Oh, I did read it all. If you use lithium-iron batteries they are safer and don't have as severe a risk of fire as the lithium ion type. Lithium-Iron battery failure involves a lot of heat but not usually a case rupture - lithium ion cell contents expand dramatically in thermal runaway, often rupturing the case and letting oxygen get at the then self-igniting lithium contents.
Lithium iron batteries are still not 100% compatible with lead-acid charging systems. If the combination works for you, go ahead and use them. You are still taking all responsibility. Electrosport is explicitly telling you they will not be liable if something goes wrong.
Electrosport is not specifying what lithium chemistry battery is not recommended. They make replacement reg/rect units to replace factory components, for standard batteries. I'm sure they could make a compatible unit for lithium battery chemistries. So far, I don't think they do.

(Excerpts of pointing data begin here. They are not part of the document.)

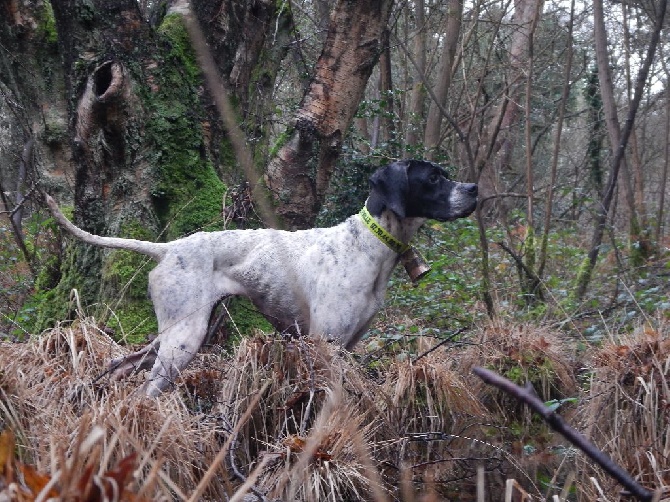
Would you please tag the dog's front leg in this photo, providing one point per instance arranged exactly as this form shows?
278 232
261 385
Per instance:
179 345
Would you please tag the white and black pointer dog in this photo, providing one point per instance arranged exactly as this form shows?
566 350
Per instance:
323 282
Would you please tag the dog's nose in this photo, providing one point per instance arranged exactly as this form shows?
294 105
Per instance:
471 189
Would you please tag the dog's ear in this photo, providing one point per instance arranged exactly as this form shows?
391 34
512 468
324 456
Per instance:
388 189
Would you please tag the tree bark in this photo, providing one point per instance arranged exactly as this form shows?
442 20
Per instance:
298 175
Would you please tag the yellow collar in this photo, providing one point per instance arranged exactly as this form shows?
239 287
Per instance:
381 233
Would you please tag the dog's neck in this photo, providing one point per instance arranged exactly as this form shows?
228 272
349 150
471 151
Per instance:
401 229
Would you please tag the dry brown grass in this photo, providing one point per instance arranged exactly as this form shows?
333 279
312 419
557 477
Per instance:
626 411
302 420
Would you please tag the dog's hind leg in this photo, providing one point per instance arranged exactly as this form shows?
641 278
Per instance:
183 303
137 361
180 343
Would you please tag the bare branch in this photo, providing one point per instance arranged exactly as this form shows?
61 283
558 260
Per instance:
528 396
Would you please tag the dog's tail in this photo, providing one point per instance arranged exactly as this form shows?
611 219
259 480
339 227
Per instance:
155 250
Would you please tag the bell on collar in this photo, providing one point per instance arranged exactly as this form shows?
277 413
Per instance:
414 264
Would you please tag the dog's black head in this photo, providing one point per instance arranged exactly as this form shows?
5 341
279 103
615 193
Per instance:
420 189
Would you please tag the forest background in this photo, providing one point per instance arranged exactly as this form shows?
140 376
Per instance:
153 120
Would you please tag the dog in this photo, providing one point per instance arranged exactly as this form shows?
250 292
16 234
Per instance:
322 282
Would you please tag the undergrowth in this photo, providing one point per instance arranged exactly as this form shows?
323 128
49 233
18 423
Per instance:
303 420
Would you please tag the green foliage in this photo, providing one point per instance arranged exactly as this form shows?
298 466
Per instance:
350 189
187 190
174 30
126 274
444 300
46 28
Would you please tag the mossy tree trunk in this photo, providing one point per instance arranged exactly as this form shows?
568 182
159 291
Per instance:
249 41
125 127
298 175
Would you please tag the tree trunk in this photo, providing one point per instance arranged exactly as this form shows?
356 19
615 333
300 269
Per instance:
525 14
586 270
298 175
418 94
452 32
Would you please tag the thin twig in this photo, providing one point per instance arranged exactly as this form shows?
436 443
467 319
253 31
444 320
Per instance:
450 338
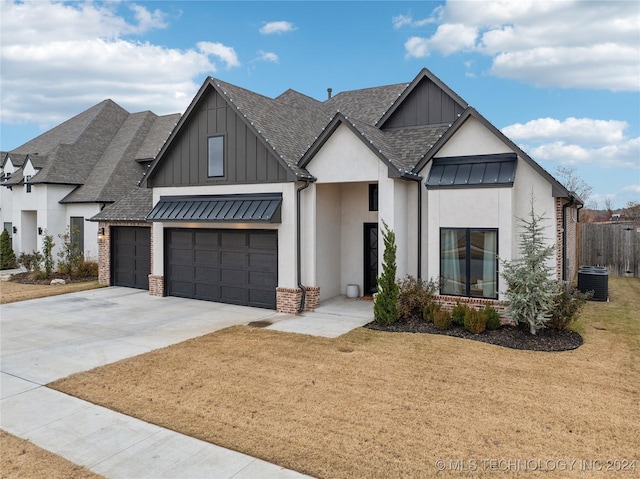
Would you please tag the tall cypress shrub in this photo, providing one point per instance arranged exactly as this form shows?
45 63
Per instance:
7 256
385 308
531 287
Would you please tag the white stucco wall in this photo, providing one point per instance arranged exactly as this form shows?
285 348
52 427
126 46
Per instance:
482 207
287 247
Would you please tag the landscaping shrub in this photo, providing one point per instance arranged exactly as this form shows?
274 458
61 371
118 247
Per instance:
7 256
493 318
458 313
566 307
385 308
31 261
414 295
87 269
475 321
442 319
429 310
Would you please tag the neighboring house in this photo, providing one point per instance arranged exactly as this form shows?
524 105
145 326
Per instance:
278 203
57 181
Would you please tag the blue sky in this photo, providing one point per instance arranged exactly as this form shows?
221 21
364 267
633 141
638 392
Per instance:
560 78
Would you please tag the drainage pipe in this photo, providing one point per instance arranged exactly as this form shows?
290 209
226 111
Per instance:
299 244
564 235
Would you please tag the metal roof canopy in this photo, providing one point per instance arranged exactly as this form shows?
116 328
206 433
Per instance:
241 208
478 171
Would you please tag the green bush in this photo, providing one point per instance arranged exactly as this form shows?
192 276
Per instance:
87 269
493 318
475 321
566 307
7 256
385 307
414 295
442 319
458 313
429 310
31 261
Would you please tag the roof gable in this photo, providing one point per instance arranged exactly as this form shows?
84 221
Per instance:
426 101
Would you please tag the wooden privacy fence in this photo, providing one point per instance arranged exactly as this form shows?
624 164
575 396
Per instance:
614 245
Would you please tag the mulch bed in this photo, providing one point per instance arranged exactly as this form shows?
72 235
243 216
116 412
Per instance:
514 337
28 278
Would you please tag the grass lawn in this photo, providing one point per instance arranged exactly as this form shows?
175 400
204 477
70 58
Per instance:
379 405
11 292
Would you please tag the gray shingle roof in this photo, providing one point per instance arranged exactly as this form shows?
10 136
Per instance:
99 150
134 206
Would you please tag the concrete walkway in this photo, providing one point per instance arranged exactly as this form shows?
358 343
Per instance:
50 338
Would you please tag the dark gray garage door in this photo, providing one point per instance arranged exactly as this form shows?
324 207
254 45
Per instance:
229 266
131 256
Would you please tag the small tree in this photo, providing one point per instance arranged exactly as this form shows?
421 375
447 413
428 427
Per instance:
47 248
70 255
531 288
385 308
7 256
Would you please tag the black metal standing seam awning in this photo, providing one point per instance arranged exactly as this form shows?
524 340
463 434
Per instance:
473 171
241 208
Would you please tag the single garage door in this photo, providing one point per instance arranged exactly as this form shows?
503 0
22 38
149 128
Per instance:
229 266
131 256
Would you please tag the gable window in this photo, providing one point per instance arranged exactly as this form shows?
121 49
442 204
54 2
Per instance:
469 262
216 156
76 228
373 197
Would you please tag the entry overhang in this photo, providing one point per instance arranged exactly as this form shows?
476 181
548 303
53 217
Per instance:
240 208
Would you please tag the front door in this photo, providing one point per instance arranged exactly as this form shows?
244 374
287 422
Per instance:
370 258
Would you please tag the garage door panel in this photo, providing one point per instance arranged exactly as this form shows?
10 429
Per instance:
231 266
130 256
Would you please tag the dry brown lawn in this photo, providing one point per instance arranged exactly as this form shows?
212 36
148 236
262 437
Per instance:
11 292
20 459
389 405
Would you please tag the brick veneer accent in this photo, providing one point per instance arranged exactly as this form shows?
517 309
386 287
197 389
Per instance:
288 299
448 303
156 285
104 248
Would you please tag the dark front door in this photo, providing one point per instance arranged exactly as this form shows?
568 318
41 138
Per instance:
370 258
228 266
131 256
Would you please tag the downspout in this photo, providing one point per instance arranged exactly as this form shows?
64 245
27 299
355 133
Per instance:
564 236
299 245
419 229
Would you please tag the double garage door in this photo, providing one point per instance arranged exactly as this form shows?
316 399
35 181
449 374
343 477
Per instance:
229 266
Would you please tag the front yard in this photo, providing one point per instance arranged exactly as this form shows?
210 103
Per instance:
377 404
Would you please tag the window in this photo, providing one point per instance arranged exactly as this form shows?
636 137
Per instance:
373 197
469 262
76 228
216 156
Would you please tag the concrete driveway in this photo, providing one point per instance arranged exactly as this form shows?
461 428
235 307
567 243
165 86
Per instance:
46 339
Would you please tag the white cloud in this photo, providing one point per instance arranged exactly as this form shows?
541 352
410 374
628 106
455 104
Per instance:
268 56
578 141
277 27
580 44
223 52
585 130
60 58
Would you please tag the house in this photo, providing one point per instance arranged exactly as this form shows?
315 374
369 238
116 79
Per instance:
68 174
278 202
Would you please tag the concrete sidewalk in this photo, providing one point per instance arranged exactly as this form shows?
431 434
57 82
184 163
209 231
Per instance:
46 339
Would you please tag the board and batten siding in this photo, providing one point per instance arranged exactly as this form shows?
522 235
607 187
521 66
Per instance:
247 158
427 104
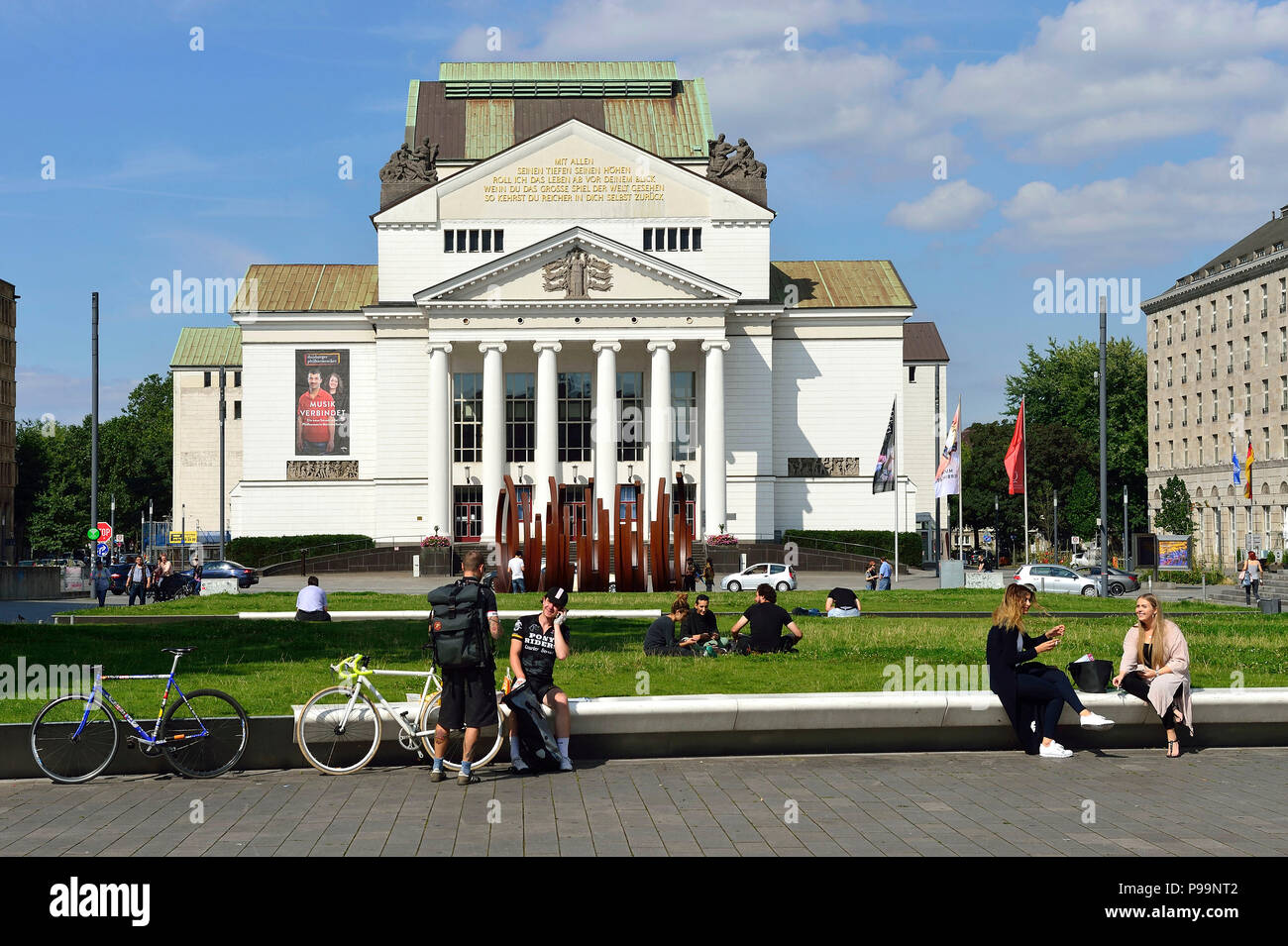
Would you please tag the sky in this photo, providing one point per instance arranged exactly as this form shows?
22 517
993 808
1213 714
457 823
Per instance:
980 147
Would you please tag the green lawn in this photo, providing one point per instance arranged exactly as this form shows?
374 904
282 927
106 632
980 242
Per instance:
268 666
928 600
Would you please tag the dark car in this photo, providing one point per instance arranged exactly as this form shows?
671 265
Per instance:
1120 580
228 569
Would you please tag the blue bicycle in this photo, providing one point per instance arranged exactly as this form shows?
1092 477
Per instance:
201 734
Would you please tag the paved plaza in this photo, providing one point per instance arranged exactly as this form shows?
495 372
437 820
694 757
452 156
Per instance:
1120 803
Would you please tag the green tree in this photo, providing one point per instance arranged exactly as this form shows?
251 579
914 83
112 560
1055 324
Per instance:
1060 386
1173 512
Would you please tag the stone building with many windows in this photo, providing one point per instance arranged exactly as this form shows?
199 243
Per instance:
575 280
1218 351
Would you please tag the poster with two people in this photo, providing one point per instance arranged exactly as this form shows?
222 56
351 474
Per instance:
322 407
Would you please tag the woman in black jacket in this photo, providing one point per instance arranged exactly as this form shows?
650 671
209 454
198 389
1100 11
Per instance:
1031 693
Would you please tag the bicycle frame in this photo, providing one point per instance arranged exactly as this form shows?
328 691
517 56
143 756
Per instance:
143 735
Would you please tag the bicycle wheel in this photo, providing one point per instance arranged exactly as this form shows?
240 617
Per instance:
485 748
210 730
335 739
64 756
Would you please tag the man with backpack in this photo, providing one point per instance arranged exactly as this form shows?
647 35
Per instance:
537 641
468 661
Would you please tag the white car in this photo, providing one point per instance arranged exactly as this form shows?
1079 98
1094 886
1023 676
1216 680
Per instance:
782 577
1054 578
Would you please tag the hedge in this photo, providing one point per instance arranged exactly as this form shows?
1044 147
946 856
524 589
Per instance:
842 541
254 550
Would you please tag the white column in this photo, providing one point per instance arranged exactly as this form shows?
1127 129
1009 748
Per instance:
605 424
712 439
439 463
493 431
548 425
661 428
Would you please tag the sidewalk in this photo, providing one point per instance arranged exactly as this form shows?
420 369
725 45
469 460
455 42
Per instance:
999 803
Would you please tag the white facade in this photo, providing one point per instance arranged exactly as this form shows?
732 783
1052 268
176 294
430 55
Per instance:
772 385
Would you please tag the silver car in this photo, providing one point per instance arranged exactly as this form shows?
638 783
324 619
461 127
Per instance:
1054 578
782 577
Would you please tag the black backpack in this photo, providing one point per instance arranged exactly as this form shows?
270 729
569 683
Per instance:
458 628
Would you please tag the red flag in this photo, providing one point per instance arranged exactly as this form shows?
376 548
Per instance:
1016 455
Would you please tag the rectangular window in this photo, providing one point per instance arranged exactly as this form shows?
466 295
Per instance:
468 418
630 416
684 408
575 416
467 512
520 417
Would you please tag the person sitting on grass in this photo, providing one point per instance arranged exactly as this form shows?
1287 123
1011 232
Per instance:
310 602
841 602
660 637
700 624
767 619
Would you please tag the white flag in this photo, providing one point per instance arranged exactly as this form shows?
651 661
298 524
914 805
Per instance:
948 476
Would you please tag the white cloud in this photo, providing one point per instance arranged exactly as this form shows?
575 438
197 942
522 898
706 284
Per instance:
954 206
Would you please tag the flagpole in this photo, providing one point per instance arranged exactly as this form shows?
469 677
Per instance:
1024 450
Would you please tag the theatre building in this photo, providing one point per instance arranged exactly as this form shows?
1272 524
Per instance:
575 280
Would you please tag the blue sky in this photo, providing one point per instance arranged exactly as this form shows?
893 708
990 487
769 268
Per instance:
1094 138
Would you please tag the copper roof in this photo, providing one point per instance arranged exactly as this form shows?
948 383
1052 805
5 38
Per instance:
305 287
838 284
477 110
921 343
207 348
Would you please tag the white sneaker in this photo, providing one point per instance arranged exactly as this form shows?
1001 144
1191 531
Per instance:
1094 721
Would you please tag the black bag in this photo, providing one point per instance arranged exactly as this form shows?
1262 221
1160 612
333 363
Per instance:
537 745
1091 676
458 628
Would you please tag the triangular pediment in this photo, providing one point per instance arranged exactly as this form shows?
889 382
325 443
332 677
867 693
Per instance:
576 266
578 172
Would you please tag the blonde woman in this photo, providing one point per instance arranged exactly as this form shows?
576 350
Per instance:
1155 667
1031 693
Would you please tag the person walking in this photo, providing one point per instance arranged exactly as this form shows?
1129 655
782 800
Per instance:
102 581
1250 578
1155 668
138 580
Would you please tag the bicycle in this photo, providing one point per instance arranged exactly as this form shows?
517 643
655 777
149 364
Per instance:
339 727
201 735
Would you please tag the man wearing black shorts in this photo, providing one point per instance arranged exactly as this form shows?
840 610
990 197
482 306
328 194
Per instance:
767 620
469 696
537 641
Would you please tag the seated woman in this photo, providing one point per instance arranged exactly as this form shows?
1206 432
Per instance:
1155 667
660 637
1031 693
841 602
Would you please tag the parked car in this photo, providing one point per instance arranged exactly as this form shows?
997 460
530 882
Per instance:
782 577
1120 581
1054 578
227 569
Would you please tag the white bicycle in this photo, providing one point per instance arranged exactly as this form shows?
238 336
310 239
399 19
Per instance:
339 727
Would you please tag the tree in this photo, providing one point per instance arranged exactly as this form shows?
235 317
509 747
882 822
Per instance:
1173 512
1060 386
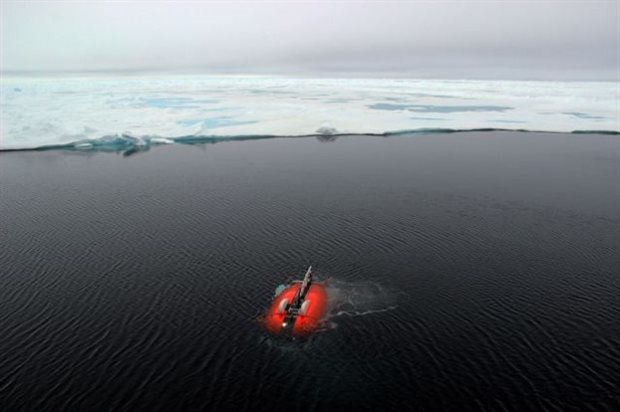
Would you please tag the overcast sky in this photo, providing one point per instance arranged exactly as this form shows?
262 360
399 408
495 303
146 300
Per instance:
462 39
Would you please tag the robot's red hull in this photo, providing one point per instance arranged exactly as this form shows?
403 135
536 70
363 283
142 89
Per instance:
306 322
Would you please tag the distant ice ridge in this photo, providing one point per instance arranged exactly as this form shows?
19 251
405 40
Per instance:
136 112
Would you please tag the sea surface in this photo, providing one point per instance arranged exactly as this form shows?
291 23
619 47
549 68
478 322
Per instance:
105 112
468 271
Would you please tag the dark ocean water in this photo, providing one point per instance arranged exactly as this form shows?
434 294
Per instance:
475 271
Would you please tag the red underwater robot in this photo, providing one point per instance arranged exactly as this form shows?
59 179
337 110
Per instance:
297 309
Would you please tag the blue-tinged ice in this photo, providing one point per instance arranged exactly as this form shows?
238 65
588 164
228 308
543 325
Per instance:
92 113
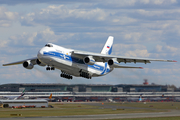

There's a very important difference between rechargeable lithium and lead-acid batteries - lithium battery chemistry gets really ruined by over-discharge while lead-acid cells will be damaged... but not severely (and deep-discharge designs have lower charge capacity/weight but can handle deep discharging). The minimum voltage for lithium iron or lithium ion cells is 2.5V. Devices designed for them will include a low-voltage shutoff that doesn't allow further discharge and cell damage. There is no way for a bike reg/rect to do that.
I'm unconvinced that there is any reason to install a lithium battery in a motorcycle. The weight difference isn't going to make any worthwhile performance improvement, they cost more than lead-acid, no lead-acid charging system is 100% compatible, and an accidental full discharge usually kills them dead.